|
Apparently, Amélie caused something of a stir in France - the home of cinematic "neorealism". Film academics are still positing it as the "enemy film", as I've discovered very recently. It's fair enough to say that Jean-Pierre Jeunet's film bears little resemblance to the master works of New Wave and neorealist cinema - starting perhaps with François Truffaut's Les quatre cent coups (The 400 Blows, 1959) and moving on into the 1960s and way beyond via films such as Jean-Luc Godard's A bout de souffle (Breathless).
The quest apparently seems to be to ensure that cinema portrays the "real" in some tangible way. Amélie fails at several levels: the picture-postcard views of Paris; the inaccurate ethnic mix; the tight control exercised over every shot in every sequence; and no doubt those moments when Audrey Tautou glances beguilingly at us, the audience - straight through the proscenium arch of the celluloid.
However, Jean-Paul Belmondo does the very same at one point in Breathless, and since Amélie's melting into a puddle of water in the café seems to pass without much comment - and since while Hiroshima Mon Amour may have been grittingly realistic in visual terms, Alain Resnais' other big film, A'année dernière à Marienbad (Last Year at/in Marienbad) is hardly realistic at any level - one wonders where the criticism should stop.
Amélie is a fantasy. It doesn't take us very long to pick that up, and surely we can accept it as such without searching for "neorealism". Of course Paris doesn't really look that cute, but we can accommodate that. Similarly, while the film portrays a few Algerian characters, the absence of - say - black or Vietnamese people doesn't automatically have to jar with our senses. If it did, then any period drama set in a largely white Anglo-Saxon Christian England would be on the wrong side of the tracks from the first frame.
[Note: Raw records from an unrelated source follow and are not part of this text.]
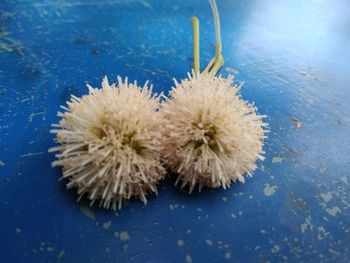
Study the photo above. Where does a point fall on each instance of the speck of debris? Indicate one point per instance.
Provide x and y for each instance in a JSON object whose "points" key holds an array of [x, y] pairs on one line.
{"points": [[86, 211], [333, 211], [209, 242], [270, 190], [298, 124], [344, 179], [106, 225], [277, 159], [125, 248], [326, 196], [124, 236], [188, 258], [275, 249], [180, 243], [61, 254]]}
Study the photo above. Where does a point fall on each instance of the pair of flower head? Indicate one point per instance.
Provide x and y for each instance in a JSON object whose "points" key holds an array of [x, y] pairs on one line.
{"points": [[117, 142]]}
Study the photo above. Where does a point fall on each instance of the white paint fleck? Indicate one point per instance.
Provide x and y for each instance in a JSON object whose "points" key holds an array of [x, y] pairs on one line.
{"points": [[322, 233], [188, 258], [106, 225], [275, 249], [344, 179], [277, 159], [333, 211], [326, 196], [124, 236], [270, 190], [307, 225]]}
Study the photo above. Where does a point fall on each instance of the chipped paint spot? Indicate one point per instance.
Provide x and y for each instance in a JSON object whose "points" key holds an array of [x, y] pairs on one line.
{"points": [[86, 211], [333, 211], [270, 190], [307, 225], [124, 236], [275, 249], [180, 243], [322, 233], [326, 196], [106, 225], [125, 248], [188, 258], [277, 159]]}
Jeunet's film may be full of artefacts and full of control, but surely that's just superficial. It doesn't quite matter how Amélie's mother meets her end, just as it doesn't quite matter how Amélie eventually teases her reclusive father out of the family home. Nor does it matter that Amélie herself is apparently capable of dissolving. These things go beyond visual tricks and get themselves deeply embedded, but there are even deeper levels. And if we're searching for realism, and we think we've found it when Nino calmly observes a topless dancer through an opening, then that's inconsequential too.
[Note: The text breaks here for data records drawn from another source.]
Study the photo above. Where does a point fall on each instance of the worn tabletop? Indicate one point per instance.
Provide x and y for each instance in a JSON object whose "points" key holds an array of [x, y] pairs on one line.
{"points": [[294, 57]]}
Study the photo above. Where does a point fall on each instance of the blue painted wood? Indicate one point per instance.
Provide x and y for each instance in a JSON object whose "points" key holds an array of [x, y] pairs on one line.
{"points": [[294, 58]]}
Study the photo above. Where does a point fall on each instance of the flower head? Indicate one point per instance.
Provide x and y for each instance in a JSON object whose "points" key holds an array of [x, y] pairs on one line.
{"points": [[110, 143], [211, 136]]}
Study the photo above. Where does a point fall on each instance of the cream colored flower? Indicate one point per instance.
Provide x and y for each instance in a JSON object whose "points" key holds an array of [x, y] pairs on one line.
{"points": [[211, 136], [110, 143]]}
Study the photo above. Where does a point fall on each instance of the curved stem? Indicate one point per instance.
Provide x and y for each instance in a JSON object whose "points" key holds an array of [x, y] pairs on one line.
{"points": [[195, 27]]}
What's really happening is best expressed by starting with the full French title: Le Fabuleux Destin d'Amélie Poulain. Quite simply, Amélie's destiny is to escape from her self-constructed world of curious observations, quirky behaviour, practical jokes, crazy attempts to "liberate" others and so on. And all she has to do to achieve that is to fall in love.
This very real destiny should ground us as observers and should ground the film. It's what we all crave, isn't it. From the first moment when we distinguish "self" from "other", and start carefully constructing our "self-image", while we're working intensively on the self, we know that there'll be no true resolution of the situation until we find the "other" whom we seek.
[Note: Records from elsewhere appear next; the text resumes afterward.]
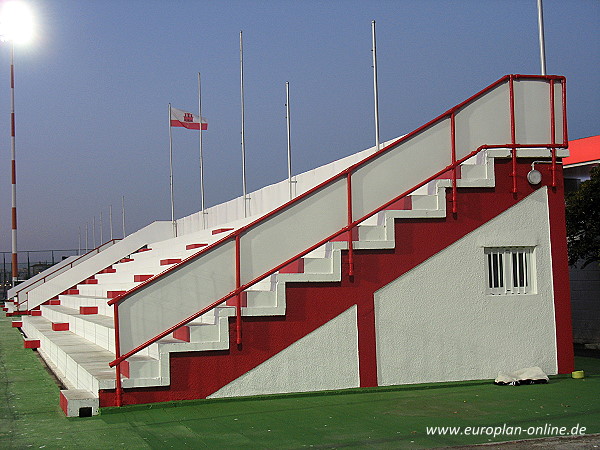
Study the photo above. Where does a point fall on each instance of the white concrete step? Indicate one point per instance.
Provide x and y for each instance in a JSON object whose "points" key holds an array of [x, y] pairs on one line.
{"points": [[78, 301]]}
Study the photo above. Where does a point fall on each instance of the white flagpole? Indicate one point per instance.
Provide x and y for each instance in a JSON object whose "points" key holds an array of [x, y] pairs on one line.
{"points": [[243, 137], [123, 213], [287, 116], [201, 159], [171, 175], [110, 220], [375, 90], [541, 34]]}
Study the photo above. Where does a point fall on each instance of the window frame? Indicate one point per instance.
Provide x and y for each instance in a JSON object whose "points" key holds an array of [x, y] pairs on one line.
{"points": [[509, 270]]}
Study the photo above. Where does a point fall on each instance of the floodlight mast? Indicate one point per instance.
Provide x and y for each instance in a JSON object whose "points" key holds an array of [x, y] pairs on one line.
{"points": [[16, 25]]}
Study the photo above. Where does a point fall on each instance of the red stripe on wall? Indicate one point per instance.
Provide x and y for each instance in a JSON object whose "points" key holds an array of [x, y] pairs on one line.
{"points": [[560, 270], [311, 305]]}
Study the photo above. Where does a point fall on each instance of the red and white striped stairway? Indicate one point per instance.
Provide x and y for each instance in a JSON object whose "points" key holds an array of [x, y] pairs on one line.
{"points": [[197, 315]]}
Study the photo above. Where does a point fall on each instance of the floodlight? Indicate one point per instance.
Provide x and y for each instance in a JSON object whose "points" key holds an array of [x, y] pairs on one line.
{"points": [[16, 22]]}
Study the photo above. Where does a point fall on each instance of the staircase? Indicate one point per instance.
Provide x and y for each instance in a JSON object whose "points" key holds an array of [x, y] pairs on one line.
{"points": [[172, 300]]}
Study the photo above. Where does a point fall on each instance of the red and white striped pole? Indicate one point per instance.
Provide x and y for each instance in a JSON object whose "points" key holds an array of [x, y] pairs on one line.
{"points": [[15, 265]]}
Without this magical quest, our lives would be so ordinary. But we're not content with ordinariness. We dress in particular ways, adopt accents, vocabulary, mannerisms and so on - all artefacts. We align ourselves with one subcultural group or another - or, for that matter, with the mainstream - excluding all subcultures. In that respect, the metalheads in the moshpit are no different from the suave opera-goers in their tuxedos - each individual simply wants fulfilment.
The realism within Amélie is buried beneath the surface to be sure. It's a realism of intentions and emotions, rather than something visual. It's user-friendly and reassuring, but that's also harmless. The real "trick" is to achieve the objective, through the miraculous and seemingly unreal process of actually connecting "self" with "other" in some kind of real bond.
At the end of the film, Amélie rips off into the streets on Nino's motorbike - free at last from both the quirky world of her own imagination and, perhaps, from our set of constraints. Through her passion, surely Amélie has discovered the reality that the critics long for with so much passion of their own.